Why SQL is Unkillable
My Twitter bio is it is easier to imagine an end to computing than an end to sql
.
I've thought a lot about the question of why SQL is such a cockroach. It seems surprising to me that we have so, so many different programming languages, but only a handful of query languages, and in the realm of general-purpose data manipulation, really only SQL stands tall. Sure, there's a handful of languages that are purporting to be "a better SQL," but none of those are getting implemented in a major database any time soon. And if I'm making the call on what query language to support in a new database, you bet your behind it's gonna be SQL.
So what's the reason for this distinction? Why has there been a proliferation of programming languages and merely the behemoth of SQL? I think this is overdetermined, and I have a handful of contributing factors.
SQL's Penetration is Absurd
There's probably no computer language in the world with as diverse of a userbase as SQL. Now, that's not to say that it's necessarily important that data analysts are able to work your transactional database, but there's a lot of value in being able to piggyback off of
- extant documentation of how to use SQL, and
- your users's pre-existing understanding of SQL.
When it comes to teaching people how to use a tool, being able to leverage things that already exist is a big win. If you can get value out of fifty years of accumulated documentation, that's great. If people just already know how to query your database, that's even better.
SQL is "Good Enough"
I think this is sort of the lazy answer. But it's true, at least to some degree. For general-purpose programming languages, there is some space for debate about what things are important, and what parts of computation should be emphasized. But if you look at any honest attempt at replacing SQL, you get something that's still vaguely SQL-shaped, in terms of its implementation of the relational model. We got the fundamentals right on the first try, basically. And yeah, there's some bad stuff in there, bizarre syntax, weird semantics, poor capabilities for abstraction. But empirically it seems like people are getting on just fine despite all those things.
SQL is Not a Standard
Yes, okay, there is a document which is "the SQL standard." That thing is about as toothless as they come, though. Any dream that once existed of having SQL be portable across databases is completely dead. The reason everyone uses SQL is because everyone knows SQL.
But this is not such a bad thing.
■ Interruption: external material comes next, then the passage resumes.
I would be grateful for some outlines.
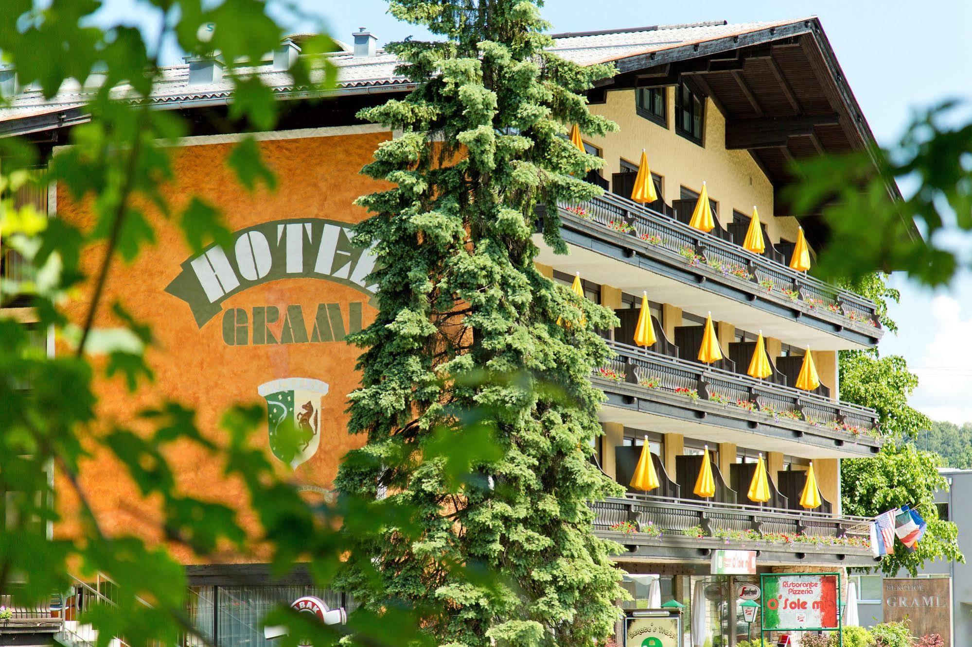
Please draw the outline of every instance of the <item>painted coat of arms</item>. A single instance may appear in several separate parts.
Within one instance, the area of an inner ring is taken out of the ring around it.
[[[273,455],[296,468],[321,444],[321,401],[328,385],[310,378],[284,378],[261,384],[257,392],[266,400]]]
Once you throw out the dream of one, unified SQL, the language itself becomes a platform that is malleable. Vendors who have specific needs, or features, can graft them onto SQL pretty easily, without having to go through some standards body, or requiring users to activate some pragma. it's just "_____-flavoured SQL."
I'm not going to transpile my SQL
I've seen a couple of SQL-killers operate by compiling their query language into SQL, so you can use it directly against Postgres, or whatever. Look, I'll be straight with you: I'm not going to do that. It took the JavaScript community years to get that experience satisfactory, and they had the force of Google and Mozilla behind them, along with a ton of community will to make it work. I haven't actually tried one of these languages that compiles to SQL, but it's a hard sell to introduce another layer into the stack for me, chief.
The Query Language is a Small Piece of the Puzzle
A database is an extremely expensive and complex piece of software to build. There's a ton of components to be built, depending on the architecture, that are not related to the query language at all. This means that most-to-all database projects have to answer the question "what query language are we going to use."
Nobody ever got fired for choosing SQL. In a piece of software with as many moving pieces as a database, an important consideration is to de-risk as many individual pieces as possible. If you have a choice between one of the most popular and successful languages of all time, and something new and arguably "better," the sensible choice is SQL, regardless of any aesthetic qualms one might have with its design.
I think this is related to, but distinct from:
Novelty Budgets
You only get a couple pivot points to innovate on when building a new database. For a scary, important piece of your tech stack like a database, you're not willing to take weird bets on too many dimensions of it. I'd be willing to bet that SQL, being good enough for most things, is not bad enough to justify spending some of that budget on replacing it.